星空の下、ふたりの約束

声のした方へ行くと、桜の樹の下で小さな女の子がうずくまっていた。

いくら夏で日が長いとはいえ、この時間帯は流石に暗い。

こんな所に一人でいたら、母親も心配するだろう。

「ね、ねぇ。君、大丈夫?」

声を掛けるが、反応はない。ずっと下を向いて泣いている。

久々に人に話しかけるから、ちょっと小さすぎたのか?

「ねぇ。君、大丈夫?」

よし。さっきよりもはっきりと言ったから、聞こえているはず。

すると女の子は僕に気づいたようだ。

「お、お兄さん、だれ?」

顔を上げた女の子は、見た感じ5、6歳。

というか、いきなり知らない人に話しかけられたら驚くだろう。

「お兄さんは、この辺に住む高校生なんだけど。君はどうしてこんな所に一人でいるの?」

「えっとね、だいじなものをなくしちゃったの。」

そう言うと、また下を向いてしまった。

「何を失くしちゃったの?」

「えっとね、だいじな鈴をなくしちゃったの。

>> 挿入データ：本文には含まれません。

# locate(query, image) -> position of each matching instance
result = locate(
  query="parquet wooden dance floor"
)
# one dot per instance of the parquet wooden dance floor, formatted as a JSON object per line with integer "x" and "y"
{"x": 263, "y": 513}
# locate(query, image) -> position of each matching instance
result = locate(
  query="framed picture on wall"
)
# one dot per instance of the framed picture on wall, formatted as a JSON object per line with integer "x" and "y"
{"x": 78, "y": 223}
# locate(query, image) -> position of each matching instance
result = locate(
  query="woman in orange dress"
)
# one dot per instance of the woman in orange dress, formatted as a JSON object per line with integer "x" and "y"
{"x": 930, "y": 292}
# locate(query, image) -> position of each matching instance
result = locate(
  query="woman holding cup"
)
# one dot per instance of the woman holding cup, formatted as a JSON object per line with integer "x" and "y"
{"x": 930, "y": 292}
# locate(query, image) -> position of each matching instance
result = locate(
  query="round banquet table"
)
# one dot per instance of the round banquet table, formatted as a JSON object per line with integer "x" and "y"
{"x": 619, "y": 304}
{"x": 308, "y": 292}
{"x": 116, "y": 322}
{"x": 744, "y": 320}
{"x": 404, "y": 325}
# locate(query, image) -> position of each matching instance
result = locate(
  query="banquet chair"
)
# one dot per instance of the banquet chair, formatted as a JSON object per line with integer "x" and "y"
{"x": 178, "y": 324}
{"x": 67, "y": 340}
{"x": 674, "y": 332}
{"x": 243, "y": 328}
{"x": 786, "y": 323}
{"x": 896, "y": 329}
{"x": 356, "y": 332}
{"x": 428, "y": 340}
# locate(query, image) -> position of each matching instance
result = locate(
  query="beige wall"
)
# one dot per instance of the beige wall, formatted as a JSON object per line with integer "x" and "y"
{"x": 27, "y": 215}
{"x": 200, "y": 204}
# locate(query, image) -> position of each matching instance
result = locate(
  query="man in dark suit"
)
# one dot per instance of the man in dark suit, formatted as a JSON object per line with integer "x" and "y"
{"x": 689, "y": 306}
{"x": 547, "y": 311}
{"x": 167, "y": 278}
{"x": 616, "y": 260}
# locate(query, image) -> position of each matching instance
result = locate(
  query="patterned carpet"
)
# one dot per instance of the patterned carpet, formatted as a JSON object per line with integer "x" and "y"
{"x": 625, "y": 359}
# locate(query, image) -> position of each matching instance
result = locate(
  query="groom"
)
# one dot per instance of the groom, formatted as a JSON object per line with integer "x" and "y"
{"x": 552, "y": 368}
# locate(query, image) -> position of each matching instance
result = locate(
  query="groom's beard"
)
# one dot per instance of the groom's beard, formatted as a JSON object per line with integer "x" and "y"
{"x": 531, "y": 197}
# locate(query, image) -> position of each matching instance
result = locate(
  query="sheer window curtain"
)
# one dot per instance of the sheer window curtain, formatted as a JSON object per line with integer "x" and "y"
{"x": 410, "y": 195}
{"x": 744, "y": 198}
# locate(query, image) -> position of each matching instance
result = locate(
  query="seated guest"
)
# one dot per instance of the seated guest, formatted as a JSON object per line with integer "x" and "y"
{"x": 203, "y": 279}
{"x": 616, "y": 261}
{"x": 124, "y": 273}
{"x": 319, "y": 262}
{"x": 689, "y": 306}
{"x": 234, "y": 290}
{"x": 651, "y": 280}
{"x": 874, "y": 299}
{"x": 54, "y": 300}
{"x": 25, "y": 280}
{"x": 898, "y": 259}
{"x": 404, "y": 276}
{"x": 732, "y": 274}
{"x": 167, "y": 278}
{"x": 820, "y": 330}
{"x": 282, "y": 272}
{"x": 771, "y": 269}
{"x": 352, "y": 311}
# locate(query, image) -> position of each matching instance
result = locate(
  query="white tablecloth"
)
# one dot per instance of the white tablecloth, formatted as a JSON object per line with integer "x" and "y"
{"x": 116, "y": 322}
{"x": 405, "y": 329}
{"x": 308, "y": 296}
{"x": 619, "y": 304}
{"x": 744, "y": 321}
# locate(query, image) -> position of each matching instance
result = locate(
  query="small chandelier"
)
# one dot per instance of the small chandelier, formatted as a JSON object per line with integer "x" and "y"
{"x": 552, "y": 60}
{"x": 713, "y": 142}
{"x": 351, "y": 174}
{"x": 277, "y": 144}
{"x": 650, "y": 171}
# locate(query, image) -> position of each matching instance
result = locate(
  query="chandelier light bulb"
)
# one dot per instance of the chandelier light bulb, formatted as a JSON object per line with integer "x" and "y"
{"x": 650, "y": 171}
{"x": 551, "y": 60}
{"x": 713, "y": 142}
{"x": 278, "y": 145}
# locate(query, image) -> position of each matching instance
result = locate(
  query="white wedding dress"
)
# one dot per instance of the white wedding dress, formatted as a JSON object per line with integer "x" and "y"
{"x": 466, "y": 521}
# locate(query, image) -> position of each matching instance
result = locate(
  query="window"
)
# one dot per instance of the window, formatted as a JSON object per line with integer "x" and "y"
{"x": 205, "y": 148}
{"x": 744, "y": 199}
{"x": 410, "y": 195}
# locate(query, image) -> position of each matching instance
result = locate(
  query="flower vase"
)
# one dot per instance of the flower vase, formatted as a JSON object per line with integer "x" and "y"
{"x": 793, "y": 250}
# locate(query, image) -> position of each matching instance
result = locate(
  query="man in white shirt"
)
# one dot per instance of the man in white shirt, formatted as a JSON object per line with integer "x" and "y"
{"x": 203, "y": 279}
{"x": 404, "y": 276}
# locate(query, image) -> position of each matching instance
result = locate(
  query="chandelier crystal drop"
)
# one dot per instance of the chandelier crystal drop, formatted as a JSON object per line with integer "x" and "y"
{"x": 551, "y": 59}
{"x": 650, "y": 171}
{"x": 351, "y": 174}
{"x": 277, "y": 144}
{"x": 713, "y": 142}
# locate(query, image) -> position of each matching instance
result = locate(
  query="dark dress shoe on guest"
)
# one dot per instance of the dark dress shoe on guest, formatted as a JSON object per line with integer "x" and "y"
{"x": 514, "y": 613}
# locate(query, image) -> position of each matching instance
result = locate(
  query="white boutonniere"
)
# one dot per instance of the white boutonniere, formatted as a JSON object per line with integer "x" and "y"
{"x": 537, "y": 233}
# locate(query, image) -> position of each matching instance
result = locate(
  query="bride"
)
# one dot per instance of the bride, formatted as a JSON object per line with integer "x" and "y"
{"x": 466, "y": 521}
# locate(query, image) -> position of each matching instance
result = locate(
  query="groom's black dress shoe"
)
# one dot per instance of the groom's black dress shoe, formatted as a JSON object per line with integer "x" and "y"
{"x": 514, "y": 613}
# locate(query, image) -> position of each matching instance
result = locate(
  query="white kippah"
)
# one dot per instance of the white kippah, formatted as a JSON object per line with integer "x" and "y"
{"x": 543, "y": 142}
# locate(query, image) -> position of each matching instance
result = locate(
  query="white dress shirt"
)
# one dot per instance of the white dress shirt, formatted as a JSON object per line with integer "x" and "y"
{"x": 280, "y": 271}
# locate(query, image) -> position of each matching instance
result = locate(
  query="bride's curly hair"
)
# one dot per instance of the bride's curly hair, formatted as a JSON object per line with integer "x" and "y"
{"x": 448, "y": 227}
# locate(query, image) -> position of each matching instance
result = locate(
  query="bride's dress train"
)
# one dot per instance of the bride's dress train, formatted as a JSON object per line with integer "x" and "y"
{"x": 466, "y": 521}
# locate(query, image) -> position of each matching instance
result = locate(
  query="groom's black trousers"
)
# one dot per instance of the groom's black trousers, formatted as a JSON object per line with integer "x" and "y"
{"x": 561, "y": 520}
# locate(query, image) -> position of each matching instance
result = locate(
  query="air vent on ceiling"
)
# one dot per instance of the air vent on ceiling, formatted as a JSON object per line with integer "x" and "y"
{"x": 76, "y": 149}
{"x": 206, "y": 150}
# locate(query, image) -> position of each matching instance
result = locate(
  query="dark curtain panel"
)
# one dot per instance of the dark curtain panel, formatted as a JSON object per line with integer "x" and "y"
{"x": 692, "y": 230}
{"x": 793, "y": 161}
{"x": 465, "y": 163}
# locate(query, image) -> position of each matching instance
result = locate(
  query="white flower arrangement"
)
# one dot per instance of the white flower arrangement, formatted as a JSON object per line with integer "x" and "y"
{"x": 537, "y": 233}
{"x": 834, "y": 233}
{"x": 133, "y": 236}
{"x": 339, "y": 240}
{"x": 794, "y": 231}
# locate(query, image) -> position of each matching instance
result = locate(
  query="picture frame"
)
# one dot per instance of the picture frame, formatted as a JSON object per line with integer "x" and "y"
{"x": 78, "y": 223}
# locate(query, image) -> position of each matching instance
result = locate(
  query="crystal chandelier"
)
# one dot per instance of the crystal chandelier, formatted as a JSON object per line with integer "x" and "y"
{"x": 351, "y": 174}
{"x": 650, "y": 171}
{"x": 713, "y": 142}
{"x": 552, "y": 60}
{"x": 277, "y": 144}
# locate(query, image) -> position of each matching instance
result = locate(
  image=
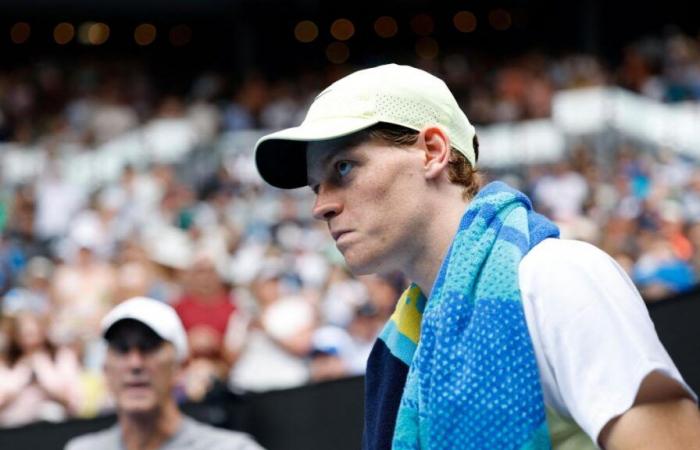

わたしのすごくなかのいい友だちにね、もらったやつだったのに…」

なるほど、それでさっき鈴の音がしたのか。


――――――いや、でもこの辺で鳴った鈴の音が、あの自転車置き場まで聞こえるか?

普通に考えて、それはないだろう。だって少なくとも1キロ位はある。

じゃあやっぱり聞き間違いなのか?

でもここで悶々としていても、埒が明かない。

とりあえず今はこの子の鈴を探すか。

「こんな暗い中で一人で探しても、暗いし危ないからお兄さんも手伝うよ。」

その瞬間、女の子の顔が先程まで泣いていたことが嘘のように輝いた。

「ほんと⁉お兄さん、てつだってくれるの?」

「もちろん。」

「やったぁ!ありがとう!」

まだ若干、胸に引っ掛かることがあるが、それを無理矢理押し込んで、僕は探し始めた。